Jumat, 25 November 2016

praktik politik, tidak perlu pengalaman



praktik politik, tidak perlu pengalaman

Tegas saja, kalau mau terjun ke syahwat politik, atau niat jadi wakil rakyat, kepala daerah bahkan kepala negara, tidak perlu rekam jejak, kinerja berbasis ideologi atau pengalaman politik. Yang penting punya nilai jual. Atau bisa juga memakai kendaraan politik, asal nilai komersialisnya menjanjikan. Kebetulan kalau ada artis atau pesohor lainnya, bisa jadi barisan wakil rakyat, masuk jajaran kepala daerah.

Bahkan presiden AS yang baru saja terpilih, minim pengalaman politik. Pengaruh uang yang bicara. Program yang memancing antipati, ditawarkan dalam kampanye. Bahkan terbukti, tidak perlu pakai sopan santun politik.
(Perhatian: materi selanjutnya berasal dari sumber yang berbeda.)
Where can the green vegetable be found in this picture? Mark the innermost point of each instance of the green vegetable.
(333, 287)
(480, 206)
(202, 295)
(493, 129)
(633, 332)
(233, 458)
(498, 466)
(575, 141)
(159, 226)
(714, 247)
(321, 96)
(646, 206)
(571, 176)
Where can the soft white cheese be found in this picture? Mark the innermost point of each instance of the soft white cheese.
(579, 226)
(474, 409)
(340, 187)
Apalagi di negara yang serba multi ini kawan.

Sejarah pergerakan politik Nasional sudah pada kesimpulan bahwa pengalaman politik tidak jadi syarat utama pada pesta demokrasi. Kalau mau tunggu rekam jejak pengalaman politik, jabatan yang diincar keburu direbut orang lain. Keburu busuk ditempat. Keburu disalib teman seperjuangan yang berani malu. Terlebih di éra mégatéga, kalau tidak téga tidak akan kebagian.

Berpolitik itu mirip orang mau nikah, tidak perlu pengalaman. Tentu harus punya seni dan ilmu untuk meraih kursi kekuasaan idaman hati. Pengorbanan dalam bentuk apapun jelas dibutuhkan.
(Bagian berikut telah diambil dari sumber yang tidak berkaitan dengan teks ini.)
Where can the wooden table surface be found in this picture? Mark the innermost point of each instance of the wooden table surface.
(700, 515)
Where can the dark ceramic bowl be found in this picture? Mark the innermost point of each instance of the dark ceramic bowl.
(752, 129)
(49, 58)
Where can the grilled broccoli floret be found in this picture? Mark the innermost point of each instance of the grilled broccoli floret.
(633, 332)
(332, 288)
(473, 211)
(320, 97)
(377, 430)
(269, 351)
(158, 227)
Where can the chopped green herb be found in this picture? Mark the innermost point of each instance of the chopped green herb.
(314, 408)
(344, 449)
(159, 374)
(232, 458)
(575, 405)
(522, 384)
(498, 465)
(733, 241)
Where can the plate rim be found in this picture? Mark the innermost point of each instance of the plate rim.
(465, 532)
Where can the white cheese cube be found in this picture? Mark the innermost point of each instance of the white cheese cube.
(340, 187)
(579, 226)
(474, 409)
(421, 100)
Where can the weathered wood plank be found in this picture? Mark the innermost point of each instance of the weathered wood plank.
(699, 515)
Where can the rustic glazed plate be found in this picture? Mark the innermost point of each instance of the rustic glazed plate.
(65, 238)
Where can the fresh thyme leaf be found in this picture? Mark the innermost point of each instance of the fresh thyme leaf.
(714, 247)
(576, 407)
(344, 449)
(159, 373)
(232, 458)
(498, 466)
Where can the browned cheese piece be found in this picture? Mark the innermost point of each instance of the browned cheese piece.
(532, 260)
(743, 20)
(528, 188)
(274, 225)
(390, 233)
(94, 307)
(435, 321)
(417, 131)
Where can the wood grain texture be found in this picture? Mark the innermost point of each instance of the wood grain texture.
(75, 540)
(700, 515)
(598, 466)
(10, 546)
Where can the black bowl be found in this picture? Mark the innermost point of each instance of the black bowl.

Kamus politik menyuratkan sekaligus menyiratkan bahwasanya berpolitik itu adalah cara legal, sah, konstitusional dan sesuai asas Pancasila untuk merebut kekuasaan dan sekaligus mempertahankannya. Mempertahankan kekuasaan menjadi sumber inspirasi lahirnya dinasti politik. Padahal, sistem keluarga yang mendasari praktik dinasti politik sudah dikenal lama.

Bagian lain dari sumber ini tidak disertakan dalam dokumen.